Das getrocknete poröse Granulat kann von herkömmlichen Tablettenpressen weiter verarbeitet werden. Mit dem Druck des zugegebenen Stickstoffs läßt sich auf einfache Weise die Porosität variieren. "Außerdem kann das Gerät schlecht benetzbare Rohstoffe, wie sie in vielen modernen Medikamenten eingesetzt werden, in sehr hohen Konzentrationen verarbeiten."

Mit positiven Folgen für Patienten und Hersteller: Die kleineren Tabletten lassen sich leichter einnehmen und verursachen weniger Lager- und Transportkosten.

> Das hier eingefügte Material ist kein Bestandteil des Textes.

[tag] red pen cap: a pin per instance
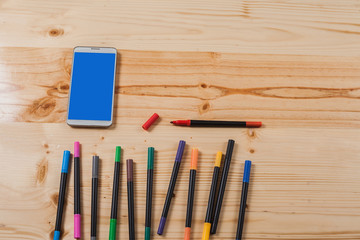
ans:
(150, 121)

Zudem ist die Qualität meist besser als bei herkömmlichen Methoden, weil die für ausreichend feste Tabletten nötigen Bindemittel erheblich besser mit den Ausgangsmaterialien vermischt werden und man daher mit weniger "Klebstoff" auskommt. Die Wirkstoffe können sich schneller auflösen - die Wirkung setzt schneller ein.

Ein weiterer Vorteil: Bislang war es nur möglich, die Ausgangsstoffe in einzelnen Chargen zu verarbeiten - der Granulierkessel wurde gefüllt, und dann hieß es zunächst einmal warten. "Bei dem neuen System geben wir die Ausgangsstoffe kontinuierlich zu", erklärt Steffens. Der Prototyp erzeugt so Stunde für Stunde 20 Kilogramm Granulat. "Das Gerät lässt sich aber problemlos so skalieren, daß es auch Mengen von drei Tonnen pro Stunde produziert."

Auf der diesjährigen Technologie-Messe Interpack stieß das System bereits auf enormes Interesse. Und das nicht nur bei Pharmaherstellern - auch die Lebensmittelindustrie zeigte sich von der Neuentwicklung angetan. Professor Steffens: "Mit unserer Maschine lässt sich Vieles granulieren - von Teextrakten bis hin zu Süßwaren aller Art."